Le commandant de corps pointe de multiples raisons, allant de la complexité, parfois sous-estimée, des projets, aux exigences élevées auxquelles ils doivent répondre, en passant par des problèmes de livraison dus à la forte demande en biens d'armement. En cas de retard, le renchérissement de la facture peut atteindre jusqu'à 40%, note-t-il.
Les grands projets nécessitent une planification permanente ainsi qu'une gestion des risques et des pénuries, souligne le responsable. Actuellement, l'armée s'attend à ce que les projets, comme la logistique de guerre et une surveillance de l'espace aérien adaptée à la guerre, soient menés à bien, ajoute-t-il. "Et ce qui est important, c'est qu'aucun dommage financier n'a été causé par ces projets".
Logistique
Le manque de ressources a conduit, dans un premier temps, à la mise en ½uvre d'un autre projet logistique au lieu d'une logistique de guerre, indique M. Süssli. Or, "nous n'avons pas les ressources nécessaires pour mener de front deux grands projets logistiques".

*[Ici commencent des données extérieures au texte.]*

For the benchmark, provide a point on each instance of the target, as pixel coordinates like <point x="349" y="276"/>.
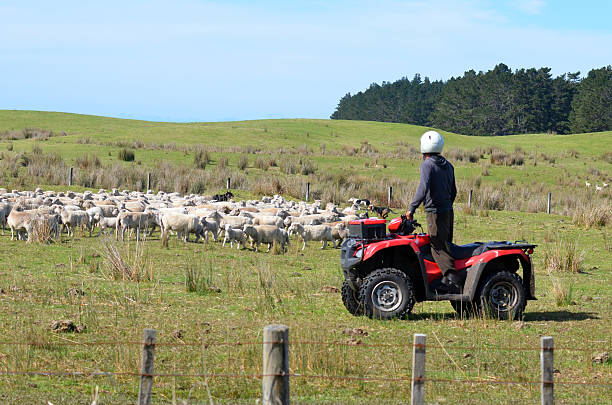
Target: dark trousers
<point x="440" y="228"/>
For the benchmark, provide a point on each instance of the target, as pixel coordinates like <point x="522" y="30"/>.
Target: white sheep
<point x="312" y="232"/>
<point x="105" y="223"/>
<point x="75" y="218"/>
<point x="234" y="235"/>
<point x="183" y="224"/>
<point x="21" y="222"/>
<point x="133" y="220"/>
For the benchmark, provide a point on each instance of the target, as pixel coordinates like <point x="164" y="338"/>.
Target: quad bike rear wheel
<point x="502" y="296"/>
<point x="350" y="299"/>
<point x="465" y="309"/>
<point x="386" y="294"/>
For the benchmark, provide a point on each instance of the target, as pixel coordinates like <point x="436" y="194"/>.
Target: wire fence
<point x="277" y="372"/>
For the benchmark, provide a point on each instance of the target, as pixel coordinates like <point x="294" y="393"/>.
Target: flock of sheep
<point x="271" y="220"/>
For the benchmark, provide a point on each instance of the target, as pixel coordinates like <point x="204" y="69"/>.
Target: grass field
<point x="241" y="292"/>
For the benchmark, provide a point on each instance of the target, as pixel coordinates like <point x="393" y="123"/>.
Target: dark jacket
<point x="437" y="190"/>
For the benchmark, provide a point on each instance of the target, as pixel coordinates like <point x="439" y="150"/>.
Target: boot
<point x="453" y="282"/>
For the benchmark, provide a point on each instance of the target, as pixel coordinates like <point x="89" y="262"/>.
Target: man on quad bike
<point x="437" y="192"/>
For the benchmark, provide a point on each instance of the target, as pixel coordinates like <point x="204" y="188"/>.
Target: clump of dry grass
<point x="595" y="215"/>
<point x="562" y="293"/>
<point x="42" y="231"/>
<point x="127" y="263"/>
<point x="562" y="256"/>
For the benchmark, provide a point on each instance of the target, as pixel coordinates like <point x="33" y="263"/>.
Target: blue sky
<point x="233" y="60"/>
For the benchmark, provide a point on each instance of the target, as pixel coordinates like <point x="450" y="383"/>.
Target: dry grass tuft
<point x="594" y="215"/>
<point x="562" y="293"/>
<point x="562" y="256"/>
<point x="126" y="263"/>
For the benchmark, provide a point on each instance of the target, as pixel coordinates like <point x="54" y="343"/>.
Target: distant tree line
<point x="498" y="102"/>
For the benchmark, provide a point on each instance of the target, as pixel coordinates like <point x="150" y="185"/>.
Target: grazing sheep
<point x="264" y="234"/>
<point x="5" y="210"/>
<point x="21" y="223"/>
<point x="105" y="223"/>
<point x="268" y="220"/>
<point x="339" y="232"/>
<point x="234" y="235"/>
<point x="183" y="224"/>
<point x="312" y="232"/>
<point x="210" y="225"/>
<point x="74" y="218"/>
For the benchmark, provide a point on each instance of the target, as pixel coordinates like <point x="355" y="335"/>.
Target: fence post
<point x="146" y="378"/>
<point x="546" y="358"/>
<point x="417" y="394"/>
<point x="275" y="380"/>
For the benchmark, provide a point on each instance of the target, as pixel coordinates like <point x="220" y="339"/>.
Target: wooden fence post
<point x="275" y="380"/>
<point x="417" y="394"/>
<point x="146" y="378"/>
<point x="546" y="359"/>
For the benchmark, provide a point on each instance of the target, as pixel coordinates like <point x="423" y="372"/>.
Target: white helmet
<point x="431" y="142"/>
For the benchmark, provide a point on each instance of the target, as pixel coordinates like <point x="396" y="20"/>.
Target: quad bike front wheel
<point x="502" y="296"/>
<point x="386" y="294"/>
<point x="350" y="299"/>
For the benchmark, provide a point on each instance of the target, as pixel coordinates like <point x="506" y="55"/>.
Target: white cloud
<point x="531" y="7"/>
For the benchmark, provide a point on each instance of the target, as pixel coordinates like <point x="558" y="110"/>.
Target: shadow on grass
<point x="552" y="316"/>
<point x="558" y="316"/>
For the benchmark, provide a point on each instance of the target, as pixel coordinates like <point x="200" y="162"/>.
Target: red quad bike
<point x="385" y="274"/>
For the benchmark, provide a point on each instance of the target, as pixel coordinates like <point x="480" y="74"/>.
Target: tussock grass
<point x="127" y="155"/>
<point x="127" y="263"/>
<point x="561" y="292"/>
<point x="562" y="256"/>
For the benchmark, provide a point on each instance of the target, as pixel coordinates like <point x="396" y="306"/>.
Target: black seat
<point x="464" y="251"/>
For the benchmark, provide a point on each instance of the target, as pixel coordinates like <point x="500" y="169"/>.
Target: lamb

Dès 2018, le système SAP R3 a été migré vers S/4Hana, explique-t-il. "SAP est responsable de toute la logistique de l'armée et de l'administration". Mais les processus datent d'une époque qui n'était pas encore orientée vers une logistique de guerre, poursuit le chef de l'armée. "Nous devons d'abord faire une analyse des besoins et ensuite lancer un projet".
Quant à la date de sa mise en oeuvre, M. Süssli a "cessé d'être trop optimiste". "Nous parlons plutôt de 2035".
Solution provisoire
La mise en place du nouveau système de surveillance de l'espace aérien C2Air a, elle, une date butoir, en 2029 au plus tard, relève le commandant de corps. "D'ici là, le risque est supportable. Au quotidien, Skyguide surveille l'espace aérien. L'armée prend le relais en cas de crise ou de guerre".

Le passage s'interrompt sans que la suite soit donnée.